C'est pour tenter de faire réfléchir les acteurs publics comme privés du logement sur ce sujet que le Plan bâtiment durable a mis en place un groupe de travail baptisé "Réflexions bâtiments responsables et territoires", ou RBRT. Sa mission : mener un travail prospectif, notamment sur les synergies à développer entre le bâtiment et la mobilité, qui vient de faire l'objet d'une note. Intitulée "L'immobilier, partie prenante de la mobilité renouvelée", celle-ci est actuellement diffusée auprès de tous les acteurs intéressés pour recueillir leurs contributions. Sans volonté aucune d'imposer telle ou telle réflexion, son objectif est au contraire de lancer le débat sur des sujets à la fois d'actualité mais aussi d'avenir. Deux membres de ce groupe de travail, Jean-Christophe Visier - par ailleurs directeur de la prospective au Centre scientifique et technique du bâtiment (CSTB) - et Julien Eymeri, ont détaillé à Batiactu les grandes lignes de cette réflexion qui veut concilier logement, infrastructures et énergie.

 

Batiactu : Avec cette note consacrée à l'immobilier, vous voulez interpeller les acteurs publics et privés sur la nécessité de jeter des ponts entre bâtiment et mobilité. Vous dites aussi que la question de la densité urbaine est abordée de manière paradoxale, avec d'un côté ceux qui la jugent indispensable pour la ville de demain, et de l'autre ceux qui ne veulent surtout pas en entendre parler à l'heure où la loi Climat et résilience veut lutter contre l'artificialisation des sols…

 

Julien Emery : La question de la densité est très paradoxale dans la période que nous traversons.

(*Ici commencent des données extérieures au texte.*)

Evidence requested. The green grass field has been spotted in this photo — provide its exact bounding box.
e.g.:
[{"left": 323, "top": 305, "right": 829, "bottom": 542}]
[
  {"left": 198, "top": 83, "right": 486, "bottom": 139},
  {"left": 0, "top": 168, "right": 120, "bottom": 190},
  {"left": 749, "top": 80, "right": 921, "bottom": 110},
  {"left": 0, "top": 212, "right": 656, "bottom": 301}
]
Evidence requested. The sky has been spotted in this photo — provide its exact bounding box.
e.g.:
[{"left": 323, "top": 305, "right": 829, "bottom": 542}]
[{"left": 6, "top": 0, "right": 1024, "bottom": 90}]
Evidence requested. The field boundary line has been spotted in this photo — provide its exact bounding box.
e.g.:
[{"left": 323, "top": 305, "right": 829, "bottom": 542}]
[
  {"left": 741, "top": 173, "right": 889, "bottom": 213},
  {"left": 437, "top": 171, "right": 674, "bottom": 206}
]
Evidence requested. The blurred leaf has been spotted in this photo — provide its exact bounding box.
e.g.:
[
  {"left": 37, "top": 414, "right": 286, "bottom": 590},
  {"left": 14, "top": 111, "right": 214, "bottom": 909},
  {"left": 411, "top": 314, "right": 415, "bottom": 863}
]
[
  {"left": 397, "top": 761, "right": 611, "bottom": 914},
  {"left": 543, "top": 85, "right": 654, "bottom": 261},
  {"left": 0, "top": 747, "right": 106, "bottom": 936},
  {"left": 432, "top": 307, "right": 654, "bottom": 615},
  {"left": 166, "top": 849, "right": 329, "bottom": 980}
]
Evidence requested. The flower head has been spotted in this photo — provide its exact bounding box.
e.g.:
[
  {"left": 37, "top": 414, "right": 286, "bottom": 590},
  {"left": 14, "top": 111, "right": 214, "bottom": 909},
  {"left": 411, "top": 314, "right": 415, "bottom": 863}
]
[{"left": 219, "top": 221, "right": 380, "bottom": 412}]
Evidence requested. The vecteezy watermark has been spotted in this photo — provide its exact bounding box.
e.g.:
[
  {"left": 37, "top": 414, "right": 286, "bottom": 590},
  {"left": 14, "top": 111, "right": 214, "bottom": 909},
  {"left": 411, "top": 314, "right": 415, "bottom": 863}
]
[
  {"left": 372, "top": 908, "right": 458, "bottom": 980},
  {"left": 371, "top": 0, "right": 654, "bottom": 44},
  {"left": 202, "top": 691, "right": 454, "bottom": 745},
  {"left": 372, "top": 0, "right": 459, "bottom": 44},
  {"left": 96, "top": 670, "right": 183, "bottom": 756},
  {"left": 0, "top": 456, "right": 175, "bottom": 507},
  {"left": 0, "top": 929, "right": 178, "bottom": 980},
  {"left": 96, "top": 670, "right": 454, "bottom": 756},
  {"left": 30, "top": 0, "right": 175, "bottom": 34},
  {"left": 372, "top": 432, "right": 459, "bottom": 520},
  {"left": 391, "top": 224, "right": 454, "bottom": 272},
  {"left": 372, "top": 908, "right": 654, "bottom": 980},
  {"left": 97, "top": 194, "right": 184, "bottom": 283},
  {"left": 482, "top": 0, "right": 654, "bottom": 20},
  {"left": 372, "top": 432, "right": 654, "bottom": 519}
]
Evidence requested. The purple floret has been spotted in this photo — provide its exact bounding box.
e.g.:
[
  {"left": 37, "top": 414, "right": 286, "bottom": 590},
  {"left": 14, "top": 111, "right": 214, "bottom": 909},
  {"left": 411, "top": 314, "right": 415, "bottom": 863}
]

Cette note a émergé pendant la crise sanitaire qui pose énormément de questions du côté des usagers. La densité était jusqu'à présent perçue comme une réponse aux attentes des citoyens qui pouvaient trouver près de chez eux un certain nombre d'usages qui font la vie dans la société. Mais cette densité peut aussi créer des environnements de vie qui ne sont plus, aujourd'hui, des environnements désirables. Tout l'enjeu de ce groupe de travail est de réfléchir sur le long terme à des territoires durables mais aussi désirables. La densité va donc être fortement questionnée.

 

C'est aussi toute l'industrie immobilière qui l'a mise au cœur de son modèle de développement : avec la métropolisation, moins on s'étale, mieux c'est d'un point de vue environnemental, car on grapillera moins sur des terres naturelles ou agricoles qui risqueraient d'être artificialisées. Les maires eux-mêmes sont dans une situation paradoxale : ils peuvent être tentés de ne pas créer de densité d'un côté, mais est-ce que cette façon de penser ces territoires est encore désirable ? La densité pose en fait des questions en matière de bâti et de mobilité, car on pourrait penser que la mobilité est plus réduite dans un environnement dense ; or on constate qu'elle est au contraire très riche. Mais dans la représentation des gens, la ville dense équivaut à une ville pas désirable et donc pas désirée.

 

Jean-Christophe Visier : Ce groupe de travail RBRT vise à donner de la visibilité à ces sujets, avec un nouveau point de vue pour ensuite faciliter leur appropriation par la filière. On a vu de plus en plus que bâtiments et territoires sont intimement liés, et la crise du Covid a mis en évidence plusieurs choses : qu'est-ce qui se passe quand la ville ferme, par exemple ? On sait aussi qu'on peut sortir de cette ville pour aller s'installer ailleurs, temporairement, ou pour aller se ressourcer dans la nature. Est également apparu un nouveau moyen de transport, le numérique : concernant des choses où il fallait jusqu'à présent forcément se déplacer, on s'est rendu compte qu'on pouvait finalement les faire à distance de chez nous. On a en outre observé un rejet des transports en commun, qui sont pourtant l'alpha et l'oméga de l'environnement urbain. Bref, l'idée est donc de faire émerger des repères.